Of course, conditions are hard. People have to sleep on pavements and under bridges, covering themselves with cardboard or old blankets. Some have even managed to put tents up on the grass. But no-one complains.
In the morning, I went around neighboring streets trying to find something for breakfast, all I found was a bun and some yoghurt. On the square, there is food although it is pretty basic. Although I did not ask anyone for anything, one of the protesters pushed a bread wrap with cheese into my hand. There is other food available – yogurt, liver sandwiches – and water.
There is nothing surprising here. A pro-government newspaper claimed that representatives of Hamas were in the square, that a prison had been stormed by Hezbollah and that the entire revolt against Mubarak’s rule is financed by the US! In the square, people read these papers to lift their spirits (to make their ‘blood pump with anger’ – in Egyptian slang). Of course, these ideas get a hearing amongst those who cannot believe that the masses are capable of such protests.
(This is a picture of Egyptian Christians (kopts) protecting muslims while they pray)
In general, the role of the media and communications in the movement is huge. The official media is always on the attack, accusing the uprising of causing inflation, of creating food shortages and so on. Some people succumb to this propaganda, demanding that the protesters call off the protest. But the people on the square are not taken in. They know from their own experience. They do not buy the promises that are being made by the regime and they are prepared to overcome any difficulties.
Today, Friday, the uprising is steeling itself for the ‘Day of Departure’. People are confident that after the big street clashes this week, when they succeeded in defending “Liberation Square”, today the whole country will rise up to strike a decisive blow for the liberation of the country.

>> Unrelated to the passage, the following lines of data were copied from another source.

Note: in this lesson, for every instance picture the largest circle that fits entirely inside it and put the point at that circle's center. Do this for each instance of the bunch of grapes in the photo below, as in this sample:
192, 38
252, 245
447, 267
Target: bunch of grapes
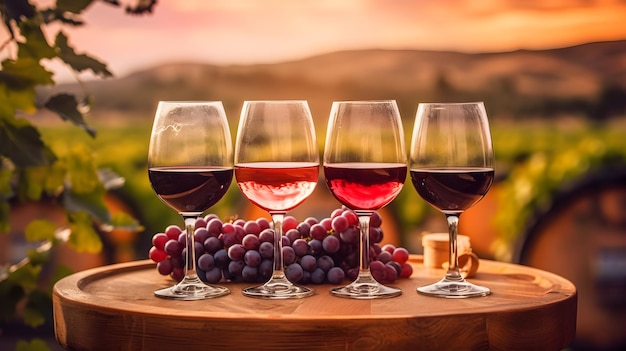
314, 252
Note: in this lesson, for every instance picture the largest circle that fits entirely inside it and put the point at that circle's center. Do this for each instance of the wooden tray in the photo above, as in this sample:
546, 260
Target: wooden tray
114, 308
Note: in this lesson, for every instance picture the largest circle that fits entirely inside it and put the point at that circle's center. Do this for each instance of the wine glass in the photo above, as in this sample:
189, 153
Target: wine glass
190, 167
452, 168
365, 169
276, 168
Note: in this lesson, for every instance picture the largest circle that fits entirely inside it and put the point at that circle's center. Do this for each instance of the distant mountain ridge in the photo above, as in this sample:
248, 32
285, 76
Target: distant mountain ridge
503, 78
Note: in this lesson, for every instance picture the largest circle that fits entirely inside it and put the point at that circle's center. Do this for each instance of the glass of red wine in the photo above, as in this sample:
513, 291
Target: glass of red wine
276, 168
190, 167
452, 168
365, 167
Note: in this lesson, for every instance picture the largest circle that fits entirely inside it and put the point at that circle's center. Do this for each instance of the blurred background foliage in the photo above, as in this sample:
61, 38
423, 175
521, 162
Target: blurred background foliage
80, 148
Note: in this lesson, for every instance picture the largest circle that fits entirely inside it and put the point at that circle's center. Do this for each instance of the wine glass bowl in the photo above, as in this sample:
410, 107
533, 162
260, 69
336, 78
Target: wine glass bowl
452, 168
365, 169
190, 168
276, 168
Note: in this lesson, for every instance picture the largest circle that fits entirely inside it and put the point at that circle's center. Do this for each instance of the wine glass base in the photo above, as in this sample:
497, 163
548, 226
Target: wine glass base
365, 290
192, 289
278, 289
453, 289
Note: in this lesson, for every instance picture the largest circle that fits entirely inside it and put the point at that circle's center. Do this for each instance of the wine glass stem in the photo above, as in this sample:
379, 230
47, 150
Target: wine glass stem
453, 263
277, 220
364, 237
190, 256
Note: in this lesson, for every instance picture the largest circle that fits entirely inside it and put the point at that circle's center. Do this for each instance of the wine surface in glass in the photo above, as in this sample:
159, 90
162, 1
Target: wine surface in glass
365, 186
452, 188
277, 186
190, 189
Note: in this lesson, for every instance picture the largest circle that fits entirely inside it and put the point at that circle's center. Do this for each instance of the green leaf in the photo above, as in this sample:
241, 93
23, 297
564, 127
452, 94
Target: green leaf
82, 171
5, 211
31, 183
66, 106
34, 345
74, 6
25, 72
91, 203
83, 238
6, 174
39, 230
80, 62
122, 220
21, 143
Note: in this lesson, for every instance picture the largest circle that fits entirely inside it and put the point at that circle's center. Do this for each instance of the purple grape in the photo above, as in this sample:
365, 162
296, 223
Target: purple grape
252, 258
378, 270
304, 228
173, 248
267, 235
165, 267
318, 276
325, 262
311, 221
235, 268
339, 224
300, 247
293, 235
331, 244
294, 272
250, 242
213, 276
318, 231
285, 240
266, 249
350, 235
221, 258
308, 263
315, 247
214, 226
209, 217
200, 223
252, 227
376, 220
200, 234
206, 262
212, 244
384, 256
335, 275
376, 235
263, 223
236, 252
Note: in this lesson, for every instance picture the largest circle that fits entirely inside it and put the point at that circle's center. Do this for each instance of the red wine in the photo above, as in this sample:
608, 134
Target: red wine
453, 189
365, 186
190, 189
278, 186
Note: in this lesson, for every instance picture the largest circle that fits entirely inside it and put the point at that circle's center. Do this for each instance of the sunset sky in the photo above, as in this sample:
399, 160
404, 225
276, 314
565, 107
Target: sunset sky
253, 31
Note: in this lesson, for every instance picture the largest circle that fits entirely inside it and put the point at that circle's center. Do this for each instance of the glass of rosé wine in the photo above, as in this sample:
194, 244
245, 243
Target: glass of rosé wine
190, 167
365, 167
452, 168
276, 168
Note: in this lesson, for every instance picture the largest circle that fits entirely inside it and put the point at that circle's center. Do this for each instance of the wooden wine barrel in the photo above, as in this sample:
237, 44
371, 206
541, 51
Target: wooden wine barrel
582, 237
114, 308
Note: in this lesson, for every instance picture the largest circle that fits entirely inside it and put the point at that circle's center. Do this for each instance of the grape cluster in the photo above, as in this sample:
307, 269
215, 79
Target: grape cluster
314, 252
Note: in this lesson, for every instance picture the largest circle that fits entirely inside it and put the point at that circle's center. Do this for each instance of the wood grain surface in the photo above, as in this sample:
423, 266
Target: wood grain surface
114, 308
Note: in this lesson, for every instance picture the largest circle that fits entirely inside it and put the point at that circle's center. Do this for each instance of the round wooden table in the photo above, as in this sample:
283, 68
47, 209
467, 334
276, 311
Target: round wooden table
114, 308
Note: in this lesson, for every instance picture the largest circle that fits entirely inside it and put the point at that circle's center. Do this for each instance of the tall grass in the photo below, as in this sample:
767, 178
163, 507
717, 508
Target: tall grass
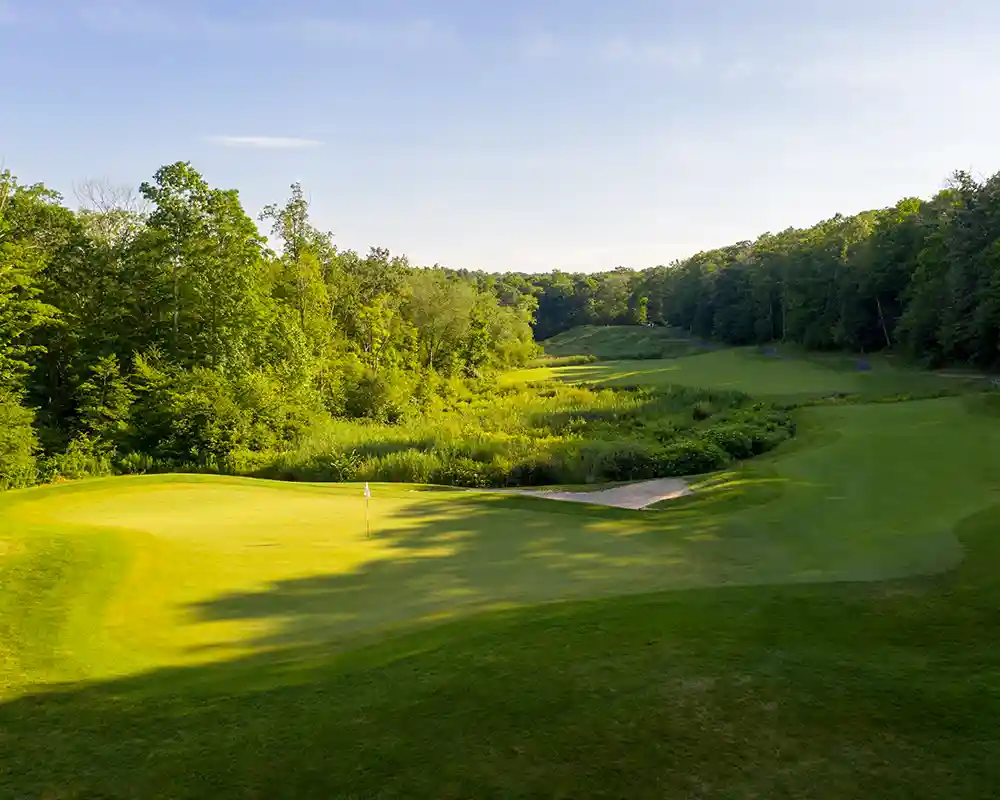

However, if these sentiments are to be realized, the mass demonstrations need to go onto the offensive. A firm and decisive appeal needs to be made to the rank and file soldiers to join the uprising. The soldiers’ grievances about low pay, bad conditions and treatment by their senior officers can be taken up and resolved under a new regime.
Advocating the right of soldiers to organise a free independent trade union, the formation of soldiers’ committees and the election of officers can help win the rank and file of the army and sections of the police to the side of the masses. This combined with a determined offensive through the seizure of the Presidential Palace and other key government buildings can drive Mubarak from power and prepare the way for the formation of a government of the workers’ and all those exploited by capitalism and the current regime.
The CWI calls for:
•The formation of democratically elected committees of mass struggle and defence against Mubark’s thugs and state repression and to organise the distribution and supply of food and essential needs
•Mass workers’ action, including a general strike, to overthrow Mubarak and the whole rotten, brutal regime
•For rank and file committees of police and soldiers. Side with the masses and purge the officers and hierarchy
•No to sectarianism! For the unity of all workers across religious lines.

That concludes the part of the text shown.